Have a great weekend, and swing by for Monday Healthy Eating on..well, Monday!

Friday Fast Ones

Fast One: Store-purchased organic eggs may not live up to all they’re cracked up to be. Those in the local food movement pretty much already know this, but it’s worth getting out there. Most organic eggs from supermarkets are produced in glorified (and often not so glorified) factory farms with very little difference from non-organic eggs, except for the price tag. Supermarket brands, including Whole Foods, rank lowest on the list of quality. What it  means to you: If you’re buying Certified Organic eggs at the supermarket, you’re probably being shafted.

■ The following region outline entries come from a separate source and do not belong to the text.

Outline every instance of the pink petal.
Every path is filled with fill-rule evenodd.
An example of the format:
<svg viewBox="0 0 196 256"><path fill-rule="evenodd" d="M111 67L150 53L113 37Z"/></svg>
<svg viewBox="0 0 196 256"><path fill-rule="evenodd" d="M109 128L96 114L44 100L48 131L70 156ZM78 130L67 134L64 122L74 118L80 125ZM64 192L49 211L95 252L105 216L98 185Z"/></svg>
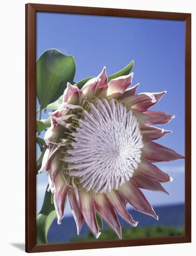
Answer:
<svg viewBox="0 0 196 256"><path fill-rule="evenodd" d="M55 181L56 192L54 194L54 204L58 217L58 223L60 224L64 215L64 209L69 187L59 173Z"/></svg>
<svg viewBox="0 0 196 256"><path fill-rule="evenodd" d="M152 164L147 159L142 157L141 162L138 165L136 173L154 179L161 182L169 182L172 178L167 174L163 172L156 165Z"/></svg>
<svg viewBox="0 0 196 256"><path fill-rule="evenodd" d="M98 231L97 222L92 195L82 189L79 190L78 192L80 209L85 221L93 236L98 238L101 233Z"/></svg>
<svg viewBox="0 0 196 256"><path fill-rule="evenodd" d="M60 111L58 109L57 109L53 112L50 112L48 113L50 117L50 120L51 121L51 124L56 124L57 123L57 121L56 121L55 117L59 117L59 115Z"/></svg>
<svg viewBox="0 0 196 256"><path fill-rule="evenodd" d="M77 105L79 100L79 90L77 86L68 82L63 94L63 103Z"/></svg>
<svg viewBox="0 0 196 256"><path fill-rule="evenodd" d="M107 96L118 97L131 84L133 73L112 79L108 83Z"/></svg>
<svg viewBox="0 0 196 256"><path fill-rule="evenodd" d="M155 97L157 102L158 102L162 97L166 93L167 91L163 91L161 93L153 93L154 96Z"/></svg>
<svg viewBox="0 0 196 256"><path fill-rule="evenodd" d="M84 222L84 217L80 208L77 203L74 192L70 189L68 192L69 201L72 209L72 213L76 222L77 228L77 234L79 235Z"/></svg>
<svg viewBox="0 0 196 256"><path fill-rule="evenodd" d="M131 179L138 188L153 191L163 192L170 195L164 189L160 182L157 182L156 180L148 178L137 173L134 175Z"/></svg>
<svg viewBox="0 0 196 256"><path fill-rule="evenodd" d="M144 139L157 140L166 134L171 133L171 131L167 131L153 126L140 125L140 131Z"/></svg>
<svg viewBox="0 0 196 256"><path fill-rule="evenodd" d="M158 219L151 205L132 179L120 187L118 191L136 210Z"/></svg>
<svg viewBox="0 0 196 256"><path fill-rule="evenodd" d="M41 167L39 171L39 173L48 171L51 166L52 162L55 155L57 153L57 148L53 146L49 146L46 149L42 159Z"/></svg>
<svg viewBox="0 0 196 256"><path fill-rule="evenodd" d="M137 85L134 85L134 86L131 87L131 88L128 88L118 97L118 99L119 100L123 100L123 99L125 98L129 99L130 96L135 94L136 90L137 89L139 85L139 84L138 83Z"/></svg>
<svg viewBox="0 0 196 256"><path fill-rule="evenodd" d="M137 225L138 222L133 220L131 214L128 212L124 203L121 201L118 192L111 190L110 193L106 193L106 195L112 207L123 219L133 227Z"/></svg>
<svg viewBox="0 0 196 256"><path fill-rule="evenodd" d="M184 157L174 150L148 140L144 140L142 156L152 162L160 162L183 159Z"/></svg>
<svg viewBox="0 0 196 256"><path fill-rule="evenodd" d="M98 76L90 79L85 84L81 90L80 98L87 97L90 99L95 95L99 95L102 90L107 88L107 81L108 77L105 67Z"/></svg>
<svg viewBox="0 0 196 256"><path fill-rule="evenodd" d="M116 233L119 238L122 239L121 227L117 215L105 195L94 194L93 198L96 210L108 226Z"/></svg>
<svg viewBox="0 0 196 256"><path fill-rule="evenodd" d="M165 112L150 110L134 110L134 113L139 122L146 125L163 124L169 122L175 117Z"/></svg>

Find a local farmer, and get your money’s worth. And, honestly, it’ll probably be less money; though, it’s still a far better value even if it’s the same price or more expensive.  Ask around at your local farmer’s market, or go to to find real eggs.

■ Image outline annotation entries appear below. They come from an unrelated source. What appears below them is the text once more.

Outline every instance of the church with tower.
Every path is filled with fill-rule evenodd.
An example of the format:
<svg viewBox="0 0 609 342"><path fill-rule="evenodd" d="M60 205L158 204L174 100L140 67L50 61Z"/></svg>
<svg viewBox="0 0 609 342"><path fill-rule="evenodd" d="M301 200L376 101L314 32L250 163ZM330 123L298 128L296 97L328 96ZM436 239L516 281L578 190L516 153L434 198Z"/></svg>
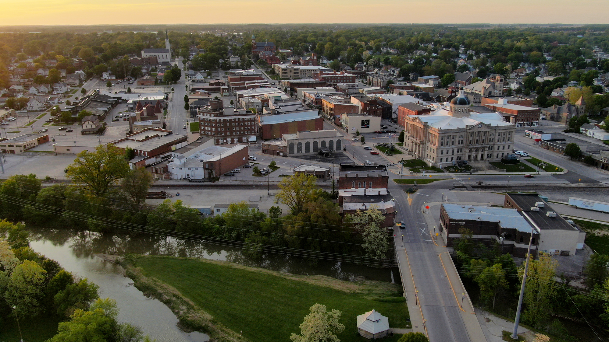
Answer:
<svg viewBox="0 0 609 342"><path fill-rule="evenodd" d="M171 46L169 44L169 36L165 30L164 49L144 49L142 50L142 57L156 56L160 64L171 61Z"/></svg>
<svg viewBox="0 0 609 342"><path fill-rule="evenodd" d="M272 41L256 41L256 36L252 35L252 54L260 55L263 51L269 51L271 55L277 52L277 46Z"/></svg>

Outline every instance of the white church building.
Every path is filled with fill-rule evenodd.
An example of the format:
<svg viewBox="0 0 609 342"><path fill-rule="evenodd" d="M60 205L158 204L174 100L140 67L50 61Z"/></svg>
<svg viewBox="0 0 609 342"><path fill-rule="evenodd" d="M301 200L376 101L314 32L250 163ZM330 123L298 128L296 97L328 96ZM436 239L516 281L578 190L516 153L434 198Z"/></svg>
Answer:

Fast One: PA rejected regulation 2777, which would have effectively banned any an all ways of selling raw milk in PA! What it means to you: Well, if you’re in PA it means you can still get raw milk. If you’re anywhere else in the country, it means that some politicians are hearing those of us who are being active about wanting choices in our food. If you want the ability to decide if you should drink raw milk, eat pastured eggs and chickens from a small farm, or any other kind of food freedom, you need to get active.  Monsanto, the Corn Refiners Association, The Dairy Council…all of these companies spend millions of dollars a year lobbying to control your food.

Fast One: Speaking of the Corn Refiner’s Association, they’re now actively pushing their “educational” agenda about HFCS on blogs, and paying or otherwise compensating “mommy bloggers” to push their product as healthy. Essentially, they give money, gifts, or other compensation to people for listening to a presentation, and they blogging the positives. CRA reps are popping up on negative-HFCS blogs everywhere, and disappear when pushed about their agenda, whether or not the CRA is paying them to comment, etc. What this means to you: Buyer beware. Take a critical look at the blogs you read, and do some digging into their integrity. Taking money or other gifts to post positively about a product or service isn’t something I consider ethical, do you? There’s a large amount of money being spent here. People are becoming more aware of  HFCS and choosing to eschew it, which is starting to hurt the profits of Corporate Agriculture. They’re fighting back, and doing it in a fairly sneaky way, which writes a story all it’s own. There’s a whole post here in and of itself, one I’ve done before in some respects; but, really, just go read the link and the comments. It’s worth it.

And, last but not least:

Friday Fast One: It’s VA Wine month! There are 180 wineries in VA, many of them using grapes grown either on their estate or in close proximity.  What this means to you: Well, a very good weekend, if you plan it right! It also means, however, that all of those locavores (I hate that word, btw) out there need to hop on this bandwagon. Supporting local includes beverages, and there are some amazing wines coming out of VA. Several wineries are competing for international awards, and holding their own. For some insights, visit Swirl, Sip Snark, Dezel at MyVineSpot.Com, Drink What YOU Like, or  VA Wine Time to check out The Good, The Bad, and the Ugly, and plan a trip!

To Celebrate VA Wine Month, I’ll be splashing (which means pouring wine tastings) for Wintergreen Winery at Rebec’s Garlic Fest this Saturday. Swing through, say hello, see my New Hair, and try some great local wines! I’m the short blond with the short ‘do at the tasting station!